Earlier this month, Greenpeace released a report slamming McKinsey’s work on REDD – in particular the McKinsey cost curve. On 14 April 2011, David Ritter, a Biodiversity Campaigner at Greenpeace UK, gave a presentation about McKinsey’s role in promoting deforestation (pdf file 85.4 KB) at the Civil Society Policy Forum of the Spring Meeting of the World Bank in Washington DC. The Bank’s reaction was fascinating.
One of the most extraordinary aspects of McKinsey’s cost curves is that no one outside McKinsey appears to know what data or assumptions lie behind the apparently precise graphs and figures that company produces. One of Greenpeace’s recommendations to McKinsey is that the company must:
Immediately publish all the data, assumptions and analysis underlying the international and national versions of its cost curve and include such disclosures in all future publications.
McKinsey has not contacted Greenpeace since the report was published. But Benoît Bosquet, Coordinator of the Forest Carbon Partnership Facility (FCPF) at the World Bank, who was in the audience listening to Ritter’s presentation, confirmed that McKinsey’s secrecy is problematic. Here’s how Ritter described Bosquet’s response:
At the end of the presentations, Mr Bosquet admitted that the concerns over McKinsey’s secrecy about their method were widely shared, noting that ‘the blackbox is a problem for everybody’. Mr Bosquet also emphasised that forest plans should be informed by good economics – presumably in contrast to the false assumptions and mathematical errors that characterise the ones McKinsey have a hand in.
The World Bank Institute is currently carrying out a series of workshops titled “Estimating the Opportunity Costs and Implementation Costs of REDD+ for the National Planning Process.” The third meeting will take place in Colombia from 16-20 May 2011. All of which raises an interesting question: Will the World Bank be using McKinsey-type cost curves to estimate the costs of REDD?
The World Bank has produced a 262-page training manual to accompany its workshops: “Estimating the Opportunity Costs of REDD+ A training manual” (pdf file 8.8 MB).
In a section titled “What is an abatement cost curve?” the report looks at a “supposed example of a national abatement cost curve, for Indonesia,” which was produced by McKinsey in 2009. Having noted that “this ‘abatement cost curve’ only considers direct, on-site opportunity costs,” the report comments as follows:
The fact that such a widely shared and well-publicized analysis is not actually of REDD+ abatement costs highlights the importance of reviewing methodological assumptions.
But having critiqued McKinsey’s cost curve for Indonesia, the Bank decides to use it anyway:
Despite actual abatement costs being higher, arising from implementation and transactions costs, the graph is useful for illustrative purposes.
Two paragraphs follow explaining what the cost curve shows and the cost curve itself is illustrated.
58. Reduction options associated with REDD+ are highlighted by red boxes. Their relative contribution is measured by the width of the respective bars. For example, abatement of forest conversion to smallholder agriculture would reduce emissions by approximately 250 MtCO2e per year, whereas avoiding timber extraction would reduce about 90 Mt CO2e per year. Reforestation could reduce emissions by approximately 100 MtCO2e per year (Dewan Nasional Perubahan Iklim and McKinsey & Co., 2009).

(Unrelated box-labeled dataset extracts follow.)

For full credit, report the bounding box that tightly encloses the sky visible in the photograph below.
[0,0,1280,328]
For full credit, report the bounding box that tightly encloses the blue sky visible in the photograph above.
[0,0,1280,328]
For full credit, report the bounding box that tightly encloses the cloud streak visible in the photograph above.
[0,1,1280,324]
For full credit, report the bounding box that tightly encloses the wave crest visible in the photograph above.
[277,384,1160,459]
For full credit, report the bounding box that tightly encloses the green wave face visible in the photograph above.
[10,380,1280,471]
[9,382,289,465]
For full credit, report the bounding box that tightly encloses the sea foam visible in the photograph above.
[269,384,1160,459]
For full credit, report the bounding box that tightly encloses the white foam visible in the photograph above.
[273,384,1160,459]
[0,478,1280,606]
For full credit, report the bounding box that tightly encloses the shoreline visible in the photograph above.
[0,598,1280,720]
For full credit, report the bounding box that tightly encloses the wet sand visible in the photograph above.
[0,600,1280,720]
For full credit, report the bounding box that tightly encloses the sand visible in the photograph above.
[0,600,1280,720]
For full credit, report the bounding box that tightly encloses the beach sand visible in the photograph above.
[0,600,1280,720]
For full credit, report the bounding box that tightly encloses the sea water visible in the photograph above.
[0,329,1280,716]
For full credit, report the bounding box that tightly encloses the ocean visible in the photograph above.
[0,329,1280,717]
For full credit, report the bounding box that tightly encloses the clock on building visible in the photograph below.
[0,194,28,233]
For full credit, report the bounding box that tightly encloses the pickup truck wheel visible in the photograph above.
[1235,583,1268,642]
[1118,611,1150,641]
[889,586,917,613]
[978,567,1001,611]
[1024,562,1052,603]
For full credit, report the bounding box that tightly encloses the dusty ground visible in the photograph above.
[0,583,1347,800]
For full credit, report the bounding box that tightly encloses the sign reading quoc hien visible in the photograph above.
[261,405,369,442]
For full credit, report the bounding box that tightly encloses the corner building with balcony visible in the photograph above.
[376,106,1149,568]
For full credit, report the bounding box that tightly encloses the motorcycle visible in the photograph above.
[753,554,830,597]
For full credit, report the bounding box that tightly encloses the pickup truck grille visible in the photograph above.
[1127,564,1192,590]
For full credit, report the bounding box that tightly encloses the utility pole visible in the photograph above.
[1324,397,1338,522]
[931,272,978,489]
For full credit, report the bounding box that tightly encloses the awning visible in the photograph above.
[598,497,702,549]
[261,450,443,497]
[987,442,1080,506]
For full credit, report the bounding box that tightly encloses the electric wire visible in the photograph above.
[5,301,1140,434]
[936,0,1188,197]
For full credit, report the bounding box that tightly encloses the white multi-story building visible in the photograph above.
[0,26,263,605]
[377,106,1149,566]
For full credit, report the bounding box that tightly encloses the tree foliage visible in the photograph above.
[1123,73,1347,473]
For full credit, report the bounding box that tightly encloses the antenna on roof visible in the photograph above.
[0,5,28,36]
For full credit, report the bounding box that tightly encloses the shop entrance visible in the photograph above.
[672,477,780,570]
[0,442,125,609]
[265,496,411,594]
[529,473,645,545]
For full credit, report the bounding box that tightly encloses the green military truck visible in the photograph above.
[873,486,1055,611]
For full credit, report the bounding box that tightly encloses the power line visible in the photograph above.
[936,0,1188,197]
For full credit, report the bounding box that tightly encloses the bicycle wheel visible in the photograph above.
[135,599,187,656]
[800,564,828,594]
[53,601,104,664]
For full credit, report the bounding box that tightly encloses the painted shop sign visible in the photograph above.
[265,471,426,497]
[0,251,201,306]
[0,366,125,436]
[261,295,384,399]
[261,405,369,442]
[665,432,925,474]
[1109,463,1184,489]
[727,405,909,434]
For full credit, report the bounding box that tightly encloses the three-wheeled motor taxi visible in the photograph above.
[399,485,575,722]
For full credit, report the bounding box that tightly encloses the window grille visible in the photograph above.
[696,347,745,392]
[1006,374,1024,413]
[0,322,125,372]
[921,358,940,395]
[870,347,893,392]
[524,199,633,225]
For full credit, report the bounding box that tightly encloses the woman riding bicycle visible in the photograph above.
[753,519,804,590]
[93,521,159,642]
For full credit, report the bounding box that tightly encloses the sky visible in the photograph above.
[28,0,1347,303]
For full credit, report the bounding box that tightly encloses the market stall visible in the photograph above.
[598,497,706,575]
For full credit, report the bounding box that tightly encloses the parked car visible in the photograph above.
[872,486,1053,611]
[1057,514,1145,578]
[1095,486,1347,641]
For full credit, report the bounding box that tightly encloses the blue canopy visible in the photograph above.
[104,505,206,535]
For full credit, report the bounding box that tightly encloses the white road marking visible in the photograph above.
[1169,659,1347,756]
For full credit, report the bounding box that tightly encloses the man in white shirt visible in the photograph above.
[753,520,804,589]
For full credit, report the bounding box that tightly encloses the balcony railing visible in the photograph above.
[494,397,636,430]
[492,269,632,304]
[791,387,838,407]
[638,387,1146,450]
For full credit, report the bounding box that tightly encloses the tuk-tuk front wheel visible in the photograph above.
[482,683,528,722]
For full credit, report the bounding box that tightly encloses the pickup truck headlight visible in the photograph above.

59. The differences in opportunity costs can be substantial. The vertical height of each bar represents the cost of each option. While reducing forest conversions to low productivity slash-and-burn agriculture is estimated to cost less than €2 per tCO2e, the opportunity cost of reforestation is approximately €10 per tCO2e and reduced forest conversion to intensive agricultural production can cost over €20 per tCO2e. Such cost difference affect feasibility of abatement options within national REDD+ programs.
Note the precision of the figures used. And note that the Bank is using these figures fully aware that they are not accurate. Even worse, the additional costs (that the Bank acknowledges are important) will not be the same for each of the options being considered. The figures are thus inaccurate and not in proportion to each other. The graph is only useful to demonstrate how not to estimate the costs of REDD.
The Bank’s training manual “focuses on estimating direct, on-site opportunity costs,” excluding, “social-cultural costs” (which could include, for example, loss of livelihood and knowledge as indigenous peoples and local communities are forced to stop swidden agriculture) and indirect, off-site costs (increases in prices of food, for example, as less land is available for agriculture and increases in prices of timber as less forest is logged). Having acknowledged that these could “represent significant opportunity costs,” the Bank’s training manual ignores them:
For the sake of brevity, the term opportunity cost will refer to direct, on-site opportunity costs throughout this manual.
In Chapter 7 of the training manual, the Bank explains how to “Generate an opportunity cost curve of REDD.” The first (and only) example in the chapter is McKinsey’s cost curve for Indonesia.